Most people need both sides. The sheriff page helps with the booking and the jail status. The court page helps with the charge, the hearing, and the final case result. If you only check one, you can miss part of the story.
Utah Help for Cache County Records
When you need statewide support, Utah gives you a few strong official tools. The Bureau of Criminal Identification at bci.utah.gov is the state's criminal-history hub. It handles criminal records, record challenges, expungements, and the expungement status portal at expungementstatus.utah.gov. If a Cache County arrest later needs a state-level record check or cleanup step, those pages are the right next stop.
The criminal-records page at bci.utah.gov/criminal-records/ is especially useful when you want to see how Utah handles a person's own history record. The expungements page at bci.utah.gov/expungements/ explains how sealed or deleted records move through the state system after a court order. That matters when a county search ends with a filing that should no longer stay open to the public.

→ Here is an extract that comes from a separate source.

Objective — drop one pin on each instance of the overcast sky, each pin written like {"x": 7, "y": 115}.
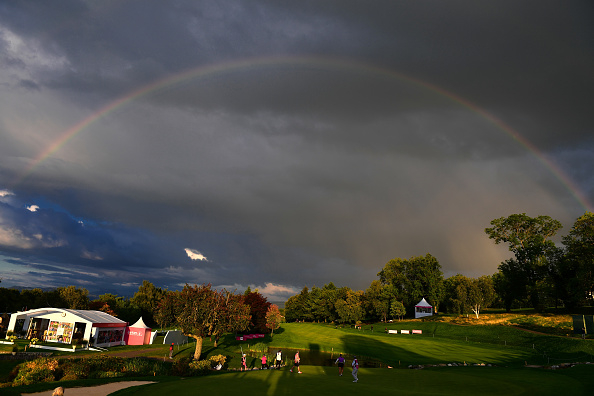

For older court material, the Utah State Archives at archives.utah.gov can help you understand where records moved after they left the courthouse. That is useful if you are tracing an older Cache County matter and the local office tells you the file is no longer in the active cabinet. The archive side is slower than a sheriff search, but it can save time when a case is old and the county no longer keeps the whole packet on site.
If you are comparing a county arrest to a state record, start with the sheriff, then check the court file, and then use BCI if you need a statewide follow-up. That sequence keeps your Cache County Police Records search tidy and avoids using the wrong office for the wrong task.
Note: Cache County's local tools are strongest for recent incidents, while Utah's state tools are better for history, sealing, and record review after the case moves beyond the county desk.